In our urban environment, the removal of trees is sometimes necessary for property development or the installation of infrastructure.

To lodge an application for the removal of a street tree, please complete a Street Tree Removal Form.

For further information, please view Council’s Tree Strategy and Tree Policy which aim to ensure these important assets are protected and enhanced for current and future generations.


Greening Verges

Council encourages residents to take ownership of their verge areas and boundary strips as this enhances our streetscapes and the kerb appeal of residences throughout the City.

In addition to extra greenery, landscaping a verge contributes in many positive ways to your street by:
  • providing a healthier environment for street trees
  • softening the effect of hard surfaces such as roads and footpaths
  • improving air quality
  • working at natural air conditioners through moisture in leaves
  • reducing stormwater run-off, and
  • providing habitat for small creatures like bees and butterflies.
  • First Steps to Greening Your Verge
    • Read our Verges Planting Guide for ideas and suggestions on planting your verge.
    • If you currently have dolomite that needs to be removed and replaced with soil, decide if you plan to complete this work yourself, engage a landscape contractor or have City of Unley complete the work for a fee subject to a quote.
    • Prior to starting any works, fill in an Alter a Public Road Application Form and tick the create nature strip box.

    Please note, even though verges are classified as part of a public road under the Local Government Act 1999, and as such are owned by Council, your property can benefit directly from improved kerb appeal in your street. 
  • Display Verges
    Our display verges at Edmund Avenue showcase a variety of plants and treatments that you could use to transform your verge into an attractive garden feature.

    Take a stroll down Edmund Avenue, Unley and be inspired by contemporary, cottage, natural and formal layout examples, including different path ideas. All meet the guidelines of safe plant choices and low plant heights to ensure good sight lines for road users.
  • Verges Planting Guide

    The Unley Verges Planting Guide provides planning advice, landscaping rules, garden design ideas and plant suggestions for greening your nature strip.

    Please read this guide carefully to make sure your project will not inadvertently harm street trees or other users of the area.
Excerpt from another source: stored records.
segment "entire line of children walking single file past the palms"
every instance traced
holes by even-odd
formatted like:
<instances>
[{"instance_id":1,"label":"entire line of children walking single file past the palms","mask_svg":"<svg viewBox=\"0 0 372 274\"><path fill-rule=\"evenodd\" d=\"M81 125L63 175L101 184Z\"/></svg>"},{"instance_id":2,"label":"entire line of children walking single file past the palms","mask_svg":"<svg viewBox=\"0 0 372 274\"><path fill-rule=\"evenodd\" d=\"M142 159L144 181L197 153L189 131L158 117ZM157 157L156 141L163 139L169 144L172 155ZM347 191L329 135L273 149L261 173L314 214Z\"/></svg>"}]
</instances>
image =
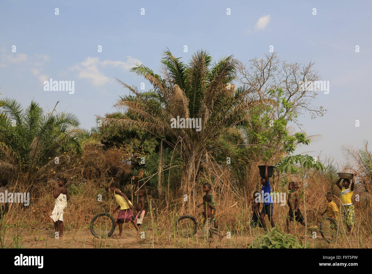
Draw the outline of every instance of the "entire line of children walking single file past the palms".
<instances>
[{"instance_id":1,"label":"entire line of children walking single file past the palms","mask_svg":"<svg viewBox=\"0 0 372 274\"><path fill-rule=\"evenodd\" d=\"M251 227L262 227L265 231L267 231L266 221L265 221L265 215L267 215L268 220L270 222L271 227L275 227L275 222L273 218L273 212L274 212L274 204L271 198L271 186L270 182L267 176L267 167L269 165L266 165L265 168L265 174L263 177L261 177L261 184L262 189L261 193L258 191L255 191L253 193L253 198L251 198L252 201L252 211L253 215L251 218L250 226ZM343 216L346 221L347 230L350 232L352 230L353 225L356 224L356 218L355 218L355 212L354 212L354 205L351 201L353 191L354 191L354 183L355 183L355 176L356 173L353 174L352 183L350 186L350 180L349 179L343 179L342 186L340 185L340 182L342 179L337 180L336 185L341 190L341 201L343 204ZM0 190L6 185L5 181L1 181ZM66 188L66 179L61 178L58 180L58 186L60 187L56 191L56 186L53 187L53 197L55 198L55 207L52 211L51 218L54 222L54 228L55 231L58 231L59 228L59 237L63 237L63 214L64 210L67 207L67 201L70 199L67 188ZM350 186L350 187L349 187ZM216 206L214 202L214 197L211 193L212 187L209 183L205 183L203 185L203 192L205 192L205 195L203 196L203 202L201 204L198 204L197 207L201 207L203 205L203 212L201 216L201 225L203 227L203 231L209 236L212 236L212 232L217 233L218 235L218 229L217 229L217 223L215 219L216 214ZM297 221L303 226L305 226L305 219L301 214L301 211L299 210L300 200L298 195L298 185L296 185L294 182L288 183L288 190L289 195L287 199L287 204L289 207L289 211L286 217L286 227L287 232L291 233L291 229L289 226L289 222L291 221ZM145 205L145 195L146 191L144 189L138 190L138 203L136 206L137 215L134 218L133 215L133 208L131 201L129 201L128 197L122 193L118 188L118 183L113 182L110 184L109 191L114 193L116 202L118 203L118 207L115 209L114 213L119 210L119 214L116 220L116 223L119 226L119 234L118 237L122 236L122 230L123 230L123 224L131 222L134 226L134 228L137 230L137 232L140 232L140 227L142 224L142 221L144 219L145 211L144 211L144 205ZM260 212L260 196L263 194L263 197L265 197L263 200L263 207ZM335 202L333 202L333 195L331 192L327 192L325 195L327 199L327 205L326 210L322 213L327 213L327 216L330 218L331 222L336 225L336 221L339 217L338 208ZM137 235L137 237L139 234Z\"/></svg>"}]
</instances>

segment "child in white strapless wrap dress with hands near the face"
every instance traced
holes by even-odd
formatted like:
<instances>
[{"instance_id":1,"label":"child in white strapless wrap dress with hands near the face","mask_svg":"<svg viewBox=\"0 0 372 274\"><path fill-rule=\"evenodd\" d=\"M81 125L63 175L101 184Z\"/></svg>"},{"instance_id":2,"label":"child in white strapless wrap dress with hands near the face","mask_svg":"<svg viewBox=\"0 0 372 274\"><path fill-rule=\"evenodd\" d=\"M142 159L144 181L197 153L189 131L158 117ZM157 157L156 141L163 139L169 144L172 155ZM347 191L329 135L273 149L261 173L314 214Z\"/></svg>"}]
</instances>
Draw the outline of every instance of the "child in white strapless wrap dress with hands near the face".
<instances>
[{"instance_id":1,"label":"child in white strapless wrap dress with hands near the face","mask_svg":"<svg viewBox=\"0 0 372 274\"><path fill-rule=\"evenodd\" d=\"M55 232L58 232L58 227L60 229L60 233L58 235L58 238L60 239L63 238L63 214L67 207L67 200L70 199L70 196L67 192L66 183L67 180L65 178L60 178L58 180L58 186L60 188L57 190L57 192L55 192L57 187L55 185L53 186L53 198L55 199L55 205L50 217L54 222Z\"/></svg>"}]
</instances>

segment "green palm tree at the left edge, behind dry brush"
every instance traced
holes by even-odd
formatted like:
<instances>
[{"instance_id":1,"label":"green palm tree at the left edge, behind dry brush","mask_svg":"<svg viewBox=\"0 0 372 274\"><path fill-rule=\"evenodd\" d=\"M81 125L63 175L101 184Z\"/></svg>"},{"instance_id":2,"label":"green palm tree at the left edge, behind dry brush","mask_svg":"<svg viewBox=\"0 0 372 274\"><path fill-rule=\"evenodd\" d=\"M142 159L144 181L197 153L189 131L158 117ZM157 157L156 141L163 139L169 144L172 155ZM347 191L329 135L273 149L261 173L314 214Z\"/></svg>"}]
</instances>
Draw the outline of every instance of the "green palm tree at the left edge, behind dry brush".
<instances>
[{"instance_id":1,"label":"green palm tree at the left edge, behind dry brush","mask_svg":"<svg viewBox=\"0 0 372 274\"><path fill-rule=\"evenodd\" d=\"M55 157L82 149L77 117L57 113L55 107L44 113L35 101L23 109L14 99L0 100L0 167L19 173L30 190L35 177L54 164Z\"/></svg>"}]
</instances>

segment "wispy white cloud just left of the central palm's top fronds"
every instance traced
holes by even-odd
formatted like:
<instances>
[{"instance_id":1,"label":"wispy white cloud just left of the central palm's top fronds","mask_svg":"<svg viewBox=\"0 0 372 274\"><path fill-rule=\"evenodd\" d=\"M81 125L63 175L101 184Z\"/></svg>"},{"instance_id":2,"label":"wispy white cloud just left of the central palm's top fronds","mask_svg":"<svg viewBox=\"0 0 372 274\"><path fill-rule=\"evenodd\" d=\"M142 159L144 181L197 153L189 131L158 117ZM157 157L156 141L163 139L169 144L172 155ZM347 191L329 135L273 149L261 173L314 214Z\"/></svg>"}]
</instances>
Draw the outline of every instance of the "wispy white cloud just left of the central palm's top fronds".
<instances>
[{"instance_id":1,"label":"wispy white cloud just left of the central palm's top fronds","mask_svg":"<svg viewBox=\"0 0 372 274\"><path fill-rule=\"evenodd\" d=\"M92 81L93 85L104 85L110 81L110 78L105 76L102 72L103 67L119 67L122 70L128 70L134 66L135 63L141 63L140 60L127 56L127 61L112 61L103 60L100 61L98 57L88 57L85 61L76 64L71 67L73 70L77 70L79 78L86 78Z\"/></svg>"}]
</instances>

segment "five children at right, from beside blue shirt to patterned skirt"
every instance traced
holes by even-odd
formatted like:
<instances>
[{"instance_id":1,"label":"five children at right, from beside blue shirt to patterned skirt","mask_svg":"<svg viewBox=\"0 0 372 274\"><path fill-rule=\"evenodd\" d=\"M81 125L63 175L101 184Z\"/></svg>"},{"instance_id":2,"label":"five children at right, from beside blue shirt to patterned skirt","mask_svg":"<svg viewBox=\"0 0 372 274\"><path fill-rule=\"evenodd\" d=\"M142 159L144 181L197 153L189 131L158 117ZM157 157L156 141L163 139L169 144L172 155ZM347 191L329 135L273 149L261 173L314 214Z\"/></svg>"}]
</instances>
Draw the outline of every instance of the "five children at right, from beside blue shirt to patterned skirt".
<instances>
[{"instance_id":1,"label":"five children at right, from beside blue shirt to patterned skirt","mask_svg":"<svg viewBox=\"0 0 372 274\"><path fill-rule=\"evenodd\" d=\"M264 205L262 208L261 213L259 213L259 208L260 208L260 196L262 194L258 191L255 191L253 193L253 198L251 198L252 201L252 218L251 218L251 227L262 227L265 231L267 231L266 227L266 222L265 222L265 215L267 215L271 227L275 227L274 219L273 219L273 201L271 198L271 186L269 183L269 179L267 177L267 167L269 165L266 165L265 167L265 174L264 177L261 177L261 184L262 184L262 189L261 193L263 194L263 197L267 197L267 199L264 199ZM341 202L343 205L343 217L345 219L345 223L347 226L348 232L352 230L352 227L356 224L356 218L355 218L355 212L354 212L354 205L352 203L352 195L354 192L354 183L355 183L355 176L356 173L353 174L353 179L350 185L350 180L349 179L339 179L336 182L336 186L341 190ZM341 180L342 186L340 185ZM299 200L299 195L298 195L298 185L294 182L289 182L288 183L288 199L287 199L287 204L289 207L288 214L286 216L286 227L287 227L287 232L291 233L291 229L289 226L290 221L297 221L298 223L302 224L305 226L305 219L301 214L301 211L299 210L299 205L300 205L300 200ZM333 223L334 227L336 228L336 221L338 220L339 217L339 211L337 208L337 205L335 202L333 202L333 195L331 192L327 192L325 195L327 199L327 205L326 205L326 210L321 214L324 215L324 213L327 213L327 217L330 218L331 223Z\"/></svg>"}]
</instances>

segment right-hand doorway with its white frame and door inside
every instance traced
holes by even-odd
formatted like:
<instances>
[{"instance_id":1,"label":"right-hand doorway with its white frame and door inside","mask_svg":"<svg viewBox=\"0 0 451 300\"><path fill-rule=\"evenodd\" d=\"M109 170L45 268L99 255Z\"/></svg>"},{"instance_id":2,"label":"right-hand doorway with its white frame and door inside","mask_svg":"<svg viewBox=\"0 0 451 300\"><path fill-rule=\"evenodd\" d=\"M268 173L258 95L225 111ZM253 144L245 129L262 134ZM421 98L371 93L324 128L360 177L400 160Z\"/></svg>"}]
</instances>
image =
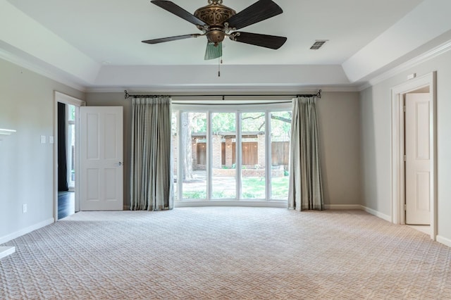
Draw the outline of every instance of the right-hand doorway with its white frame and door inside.
<instances>
[{"instance_id":1,"label":"right-hand doorway with its white frame and door inside","mask_svg":"<svg viewBox=\"0 0 451 300\"><path fill-rule=\"evenodd\" d=\"M426 221L419 221L421 223L430 223L429 234L431 239L435 240L437 235L437 204L436 204L436 94L435 94L435 73L424 75L414 80L409 80L402 85L393 87L392 89L392 222L395 224L408 224L415 223L416 216L414 206L421 211L428 210L426 215ZM409 137L412 135L410 127L412 127L412 120L408 120L410 117L404 114L406 110L406 103L409 101L409 105L412 105L412 96L414 94L423 96L426 94L426 101L421 104L414 105L413 115L419 117L419 122L423 123L423 130L425 139L419 141L419 133L414 130L414 138ZM407 101L406 101L407 99ZM409 100L411 99L411 100ZM419 111L420 106L424 106L423 111ZM409 114L412 115L412 114ZM406 131L408 130L408 131ZM416 146L409 142L413 140L416 142ZM411 143L411 144L409 144ZM410 152L409 152L410 151ZM413 151L413 155L412 155ZM407 155L409 159L421 158L419 161L423 163L418 170L410 170L412 163L408 163ZM422 157L427 156L427 160ZM413 179L412 179L413 178ZM412 183L414 182L414 183ZM421 186L419 184L421 183ZM415 194L417 193L417 194ZM414 204L409 201L414 199ZM419 199L427 199L419 204ZM407 202L406 202L407 201ZM410 207L409 207L410 206ZM422 207L421 207L422 206ZM408 211L408 210L411 211ZM409 215L409 216L408 216ZM424 216L424 215L423 215Z\"/></svg>"}]
</instances>

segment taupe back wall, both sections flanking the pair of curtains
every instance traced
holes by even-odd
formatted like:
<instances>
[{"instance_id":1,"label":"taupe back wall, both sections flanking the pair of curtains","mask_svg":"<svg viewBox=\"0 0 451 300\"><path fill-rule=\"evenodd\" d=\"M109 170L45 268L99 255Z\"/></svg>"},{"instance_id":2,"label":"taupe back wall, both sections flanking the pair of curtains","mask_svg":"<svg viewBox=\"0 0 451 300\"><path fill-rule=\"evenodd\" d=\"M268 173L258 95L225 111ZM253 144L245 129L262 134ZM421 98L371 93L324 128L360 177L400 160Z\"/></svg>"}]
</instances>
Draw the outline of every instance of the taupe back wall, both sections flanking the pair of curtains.
<instances>
[{"instance_id":1,"label":"taupe back wall, both sections flanking the pair of curtains","mask_svg":"<svg viewBox=\"0 0 451 300\"><path fill-rule=\"evenodd\" d=\"M123 93L87 93L88 106L124 107L124 205L130 205L131 101ZM326 92L318 101L326 205L360 202L359 94Z\"/></svg>"}]
</instances>

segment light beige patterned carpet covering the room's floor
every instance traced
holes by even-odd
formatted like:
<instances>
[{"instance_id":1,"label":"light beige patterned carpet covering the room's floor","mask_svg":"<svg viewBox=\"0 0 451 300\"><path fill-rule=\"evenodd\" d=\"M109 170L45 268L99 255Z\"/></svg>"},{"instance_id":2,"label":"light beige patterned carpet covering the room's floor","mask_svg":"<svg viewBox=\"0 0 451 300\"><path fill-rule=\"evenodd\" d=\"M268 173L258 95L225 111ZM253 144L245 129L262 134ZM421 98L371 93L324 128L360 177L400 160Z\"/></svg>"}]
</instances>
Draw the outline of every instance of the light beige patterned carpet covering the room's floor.
<instances>
[{"instance_id":1,"label":"light beige patterned carpet covering the room's floor","mask_svg":"<svg viewBox=\"0 0 451 300\"><path fill-rule=\"evenodd\" d=\"M0 299L451 299L451 248L362 211L82 212L6 245Z\"/></svg>"}]
</instances>

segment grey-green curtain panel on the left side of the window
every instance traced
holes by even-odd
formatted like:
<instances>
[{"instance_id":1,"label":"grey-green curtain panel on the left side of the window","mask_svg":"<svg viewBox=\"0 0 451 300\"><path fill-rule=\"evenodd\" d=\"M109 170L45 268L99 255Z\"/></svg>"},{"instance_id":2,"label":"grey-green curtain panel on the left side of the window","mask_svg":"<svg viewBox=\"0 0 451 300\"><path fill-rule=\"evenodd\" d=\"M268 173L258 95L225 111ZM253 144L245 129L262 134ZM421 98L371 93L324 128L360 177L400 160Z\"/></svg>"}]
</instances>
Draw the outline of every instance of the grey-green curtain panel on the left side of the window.
<instances>
[{"instance_id":1,"label":"grey-green curtain panel on the left side of the window","mask_svg":"<svg viewBox=\"0 0 451 300\"><path fill-rule=\"evenodd\" d=\"M132 99L132 165L130 209L173 208L171 99Z\"/></svg>"}]
</instances>

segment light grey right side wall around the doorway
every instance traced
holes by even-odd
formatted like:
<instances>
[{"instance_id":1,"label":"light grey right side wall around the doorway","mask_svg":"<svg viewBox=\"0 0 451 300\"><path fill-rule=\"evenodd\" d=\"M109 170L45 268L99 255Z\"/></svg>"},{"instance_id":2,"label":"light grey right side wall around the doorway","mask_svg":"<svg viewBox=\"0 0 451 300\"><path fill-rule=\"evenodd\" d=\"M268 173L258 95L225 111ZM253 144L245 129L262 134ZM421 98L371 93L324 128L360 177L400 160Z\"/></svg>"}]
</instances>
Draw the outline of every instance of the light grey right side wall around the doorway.
<instances>
[{"instance_id":1,"label":"light grey right side wall around the doorway","mask_svg":"<svg viewBox=\"0 0 451 300\"><path fill-rule=\"evenodd\" d=\"M438 235L451 242L451 51L406 70L360 96L362 124L362 205L391 215L390 89L417 76L437 71Z\"/></svg>"}]
</instances>

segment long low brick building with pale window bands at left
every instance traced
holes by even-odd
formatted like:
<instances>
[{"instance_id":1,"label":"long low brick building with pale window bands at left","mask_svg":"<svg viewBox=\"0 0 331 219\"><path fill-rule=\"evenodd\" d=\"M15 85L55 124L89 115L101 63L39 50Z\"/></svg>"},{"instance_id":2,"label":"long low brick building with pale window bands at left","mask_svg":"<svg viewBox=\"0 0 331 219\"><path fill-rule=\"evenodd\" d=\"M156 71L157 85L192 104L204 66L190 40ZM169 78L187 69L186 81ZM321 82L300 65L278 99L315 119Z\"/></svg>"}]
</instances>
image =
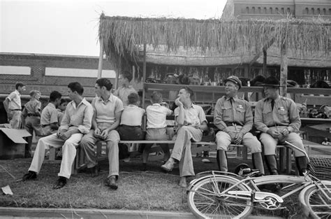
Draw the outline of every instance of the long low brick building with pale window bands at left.
<instances>
[{"instance_id":1,"label":"long low brick building with pale window bands at left","mask_svg":"<svg viewBox=\"0 0 331 219\"><path fill-rule=\"evenodd\" d=\"M103 61L103 77L112 78L112 83L114 69L106 59ZM0 52L0 94L9 94L21 81L27 85L25 94L40 90L49 95L58 90L66 95L68 83L78 81L84 86L84 96L94 97L97 71L98 57Z\"/></svg>"}]
</instances>

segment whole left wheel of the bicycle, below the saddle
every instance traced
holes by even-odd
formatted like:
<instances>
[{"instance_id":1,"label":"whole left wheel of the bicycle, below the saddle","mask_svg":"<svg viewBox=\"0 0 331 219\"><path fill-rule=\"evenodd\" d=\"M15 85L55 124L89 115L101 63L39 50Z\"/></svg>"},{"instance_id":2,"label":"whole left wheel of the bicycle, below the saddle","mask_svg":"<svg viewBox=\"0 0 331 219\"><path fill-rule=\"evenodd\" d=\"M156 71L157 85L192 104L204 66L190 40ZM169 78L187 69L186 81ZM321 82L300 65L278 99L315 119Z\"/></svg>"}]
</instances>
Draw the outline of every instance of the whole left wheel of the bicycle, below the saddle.
<instances>
[{"instance_id":1,"label":"whole left wheel of the bicycle, below the saddle","mask_svg":"<svg viewBox=\"0 0 331 219\"><path fill-rule=\"evenodd\" d=\"M187 201L192 213L198 218L244 218L249 216L253 207L251 200L240 197L219 196L238 181L221 176L205 178L196 183L189 191ZM243 184L236 185L231 191L248 191Z\"/></svg>"}]
</instances>

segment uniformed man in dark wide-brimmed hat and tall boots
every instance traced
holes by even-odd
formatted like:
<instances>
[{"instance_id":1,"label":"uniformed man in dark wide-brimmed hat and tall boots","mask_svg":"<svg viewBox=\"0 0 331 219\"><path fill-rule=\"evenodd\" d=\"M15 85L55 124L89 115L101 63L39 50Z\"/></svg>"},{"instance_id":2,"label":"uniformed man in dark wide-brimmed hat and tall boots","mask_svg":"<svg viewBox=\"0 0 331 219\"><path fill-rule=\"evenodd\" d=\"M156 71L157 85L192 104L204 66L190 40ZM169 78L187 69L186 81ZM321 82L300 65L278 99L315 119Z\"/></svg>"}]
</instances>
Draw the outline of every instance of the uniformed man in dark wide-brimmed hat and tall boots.
<instances>
[{"instance_id":1,"label":"uniformed man in dark wide-brimmed hat and tall boots","mask_svg":"<svg viewBox=\"0 0 331 219\"><path fill-rule=\"evenodd\" d=\"M297 106L292 99L279 95L279 80L274 76L263 81L265 98L258 101L255 108L256 129L260 132L260 141L265 150L265 162L270 174L277 175L275 157L277 143L288 141L304 150L299 132L301 121ZM298 150L294 150L295 161L300 176L307 169L307 158Z\"/></svg>"}]
</instances>

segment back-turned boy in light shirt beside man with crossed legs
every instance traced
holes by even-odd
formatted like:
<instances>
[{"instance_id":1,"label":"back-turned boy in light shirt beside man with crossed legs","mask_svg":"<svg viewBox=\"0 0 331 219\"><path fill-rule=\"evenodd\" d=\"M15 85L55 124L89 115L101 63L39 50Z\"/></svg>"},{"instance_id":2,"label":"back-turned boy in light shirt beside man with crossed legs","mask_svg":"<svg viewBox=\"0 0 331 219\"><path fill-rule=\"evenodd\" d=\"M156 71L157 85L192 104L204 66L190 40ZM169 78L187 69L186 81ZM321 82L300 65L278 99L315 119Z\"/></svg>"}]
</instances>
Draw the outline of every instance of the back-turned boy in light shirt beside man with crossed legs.
<instances>
[{"instance_id":1,"label":"back-turned boy in light shirt beside man with crossed legs","mask_svg":"<svg viewBox=\"0 0 331 219\"><path fill-rule=\"evenodd\" d=\"M167 124L165 122L167 115L171 115L172 111L162 106L162 94L154 91L151 95L151 106L147 106L147 133L146 140L164 141L168 140ZM149 149L153 144L146 144L144 151L142 152L142 171L147 169L147 160L149 155ZM163 150L163 160L167 161L170 158L170 150L168 143L161 143L160 147Z\"/></svg>"}]
</instances>

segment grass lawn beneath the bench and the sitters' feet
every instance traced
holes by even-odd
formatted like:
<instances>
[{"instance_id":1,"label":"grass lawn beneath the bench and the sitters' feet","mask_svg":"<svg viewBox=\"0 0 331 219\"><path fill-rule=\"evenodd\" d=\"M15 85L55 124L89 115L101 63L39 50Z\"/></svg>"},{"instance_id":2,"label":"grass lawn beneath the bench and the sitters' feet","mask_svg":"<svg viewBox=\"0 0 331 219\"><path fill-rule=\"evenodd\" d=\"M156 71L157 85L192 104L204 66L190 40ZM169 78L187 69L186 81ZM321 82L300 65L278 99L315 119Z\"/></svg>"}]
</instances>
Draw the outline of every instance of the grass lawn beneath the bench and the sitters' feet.
<instances>
[{"instance_id":1,"label":"grass lawn beneath the bench and the sitters' feet","mask_svg":"<svg viewBox=\"0 0 331 219\"><path fill-rule=\"evenodd\" d=\"M212 163L203 163L202 157L193 157L196 173L217 169L216 159L209 157ZM149 170L140 171L140 158L131 158L131 162L120 162L118 190L110 190L103 185L108 175L108 162L101 162L101 174L91 178L86 173L74 174L68 184L53 190L57 180L59 162L45 162L41 173L34 181L15 182L29 168L30 159L0 160L0 186L10 185L14 195L0 195L0 206L41 207L41 208L92 208L92 209L133 209L147 211L186 211L189 206L186 194L177 185L179 169L171 174L160 170L161 162L149 162ZM229 159L229 170L233 171L237 164L244 161ZM245 161L251 165L251 161ZM10 176L12 175L12 176ZM286 203L289 216L302 218L297 199ZM298 213L299 212L299 213ZM284 211L253 210L255 215L284 216Z\"/></svg>"}]
</instances>

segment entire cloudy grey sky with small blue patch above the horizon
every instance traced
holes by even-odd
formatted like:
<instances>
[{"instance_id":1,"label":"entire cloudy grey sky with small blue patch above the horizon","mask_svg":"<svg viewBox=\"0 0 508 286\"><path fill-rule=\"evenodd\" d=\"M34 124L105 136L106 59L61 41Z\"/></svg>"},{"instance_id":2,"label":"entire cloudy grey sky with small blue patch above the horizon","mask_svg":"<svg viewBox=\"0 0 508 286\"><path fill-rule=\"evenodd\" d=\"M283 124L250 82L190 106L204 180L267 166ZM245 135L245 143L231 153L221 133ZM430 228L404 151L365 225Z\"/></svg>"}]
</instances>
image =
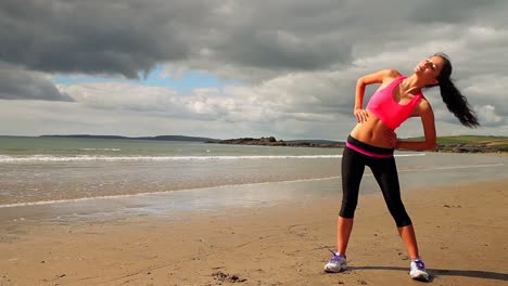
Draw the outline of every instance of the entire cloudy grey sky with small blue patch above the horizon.
<instances>
[{"instance_id":1,"label":"entire cloudy grey sky with small blue patch above the horizon","mask_svg":"<svg viewBox=\"0 0 508 286\"><path fill-rule=\"evenodd\" d=\"M0 1L0 134L344 140L358 77L445 52L482 127L428 90L439 134L508 135L507 14L505 0ZM419 119L397 131L422 134Z\"/></svg>"}]
</instances>

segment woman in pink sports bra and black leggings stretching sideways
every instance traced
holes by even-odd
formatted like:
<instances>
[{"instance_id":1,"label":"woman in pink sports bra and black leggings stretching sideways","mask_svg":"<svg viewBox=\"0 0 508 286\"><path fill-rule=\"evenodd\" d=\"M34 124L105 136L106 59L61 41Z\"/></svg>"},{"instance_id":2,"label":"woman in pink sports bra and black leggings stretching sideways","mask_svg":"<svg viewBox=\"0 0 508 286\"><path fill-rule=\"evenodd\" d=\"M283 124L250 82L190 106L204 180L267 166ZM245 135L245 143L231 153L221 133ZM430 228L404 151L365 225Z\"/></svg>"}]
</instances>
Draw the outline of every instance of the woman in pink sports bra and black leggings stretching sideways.
<instances>
[{"instance_id":1,"label":"woman in pink sports bra and black leggings stretching sideways","mask_svg":"<svg viewBox=\"0 0 508 286\"><path fill-rule=\"evenodd\" d=\"M353 217L365 166L370 167L383 193L386 206L398 227L398 233L411 258L411 278L429 281L423 261L418 252L411 220L401 199L397 169L393 153L395 148L423 151L434 150L436 133L434 114L423 96L423 88L440 87L441 95L449 112L467 127L479 126L468 101L452 82L452 64L443 54L434 54L415 67L410 77L395 69L384 69L358 79L356 84L354 115L358 121L347 138L342 156L342 208L338 219L336 252L325 265L326 272L347 269L346 248L353 229ZM381 83L363 108L365 87ZM394 130L408 117L420 117L424 141L398 141Z\"/></svg>"}]
</instances>

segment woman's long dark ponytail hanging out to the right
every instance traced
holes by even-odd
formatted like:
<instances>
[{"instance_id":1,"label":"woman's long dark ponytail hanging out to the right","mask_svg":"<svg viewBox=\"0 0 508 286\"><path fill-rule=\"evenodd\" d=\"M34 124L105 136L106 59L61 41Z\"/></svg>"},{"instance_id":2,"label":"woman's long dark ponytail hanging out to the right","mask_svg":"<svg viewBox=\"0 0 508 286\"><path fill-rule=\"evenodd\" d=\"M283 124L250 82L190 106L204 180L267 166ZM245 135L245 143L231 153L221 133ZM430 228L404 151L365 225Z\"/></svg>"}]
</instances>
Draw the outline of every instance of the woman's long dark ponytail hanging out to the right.
<instances>
[{"instance_id":1,"label":"woman's long dark ponytail hanging out to the right","mask_svg":"<svg viewBox=\"0 0 508 286\"><path fill-rule=\"evenodd\" d=\"M440 56L444 60L443 68L436 79L439 81L437 84L440 86L441 96L446 107L448 107L448 110L453 113L463 126L471 128L480 126L475 113L469 106L468 100L455 87L450 78L452 63L449 62L448 55L445 53L436 53L434 56Z\"/></svg>"}]
</instances>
    Planting Guidelines Summary
    1. Plantings are to be kept lower than 600mm in height to ensure adequate vision for vehicles entering and leaving driveways.
    2. Inform Council if you are planning on installing irrigation to the verge. The pipework will need to go under the footpath and Council will need to be aware in advance
    3. Locate underground services like pipes and cables before undertaking any type of works involving digging in the ground. Contact Dial before You Dig on 1100 before you start.
    4. During landscaping works, special consideration should be given to preserving the vital root system of any trees within the verge.
    5. Keep tools and other items off the road and footpath to prevent passers-by from tripping on them. The area must be kept safe at all times.
    6. To prevent stormwater pollution, materials such as soil or mulch must be swept up from hard surfaces such as the footpath and gutter.
    7. After planting it will be your responsibility to care for your new verge garden. Keep them watered, free from weeds and pruned if they start spreading too high or onto the footpath.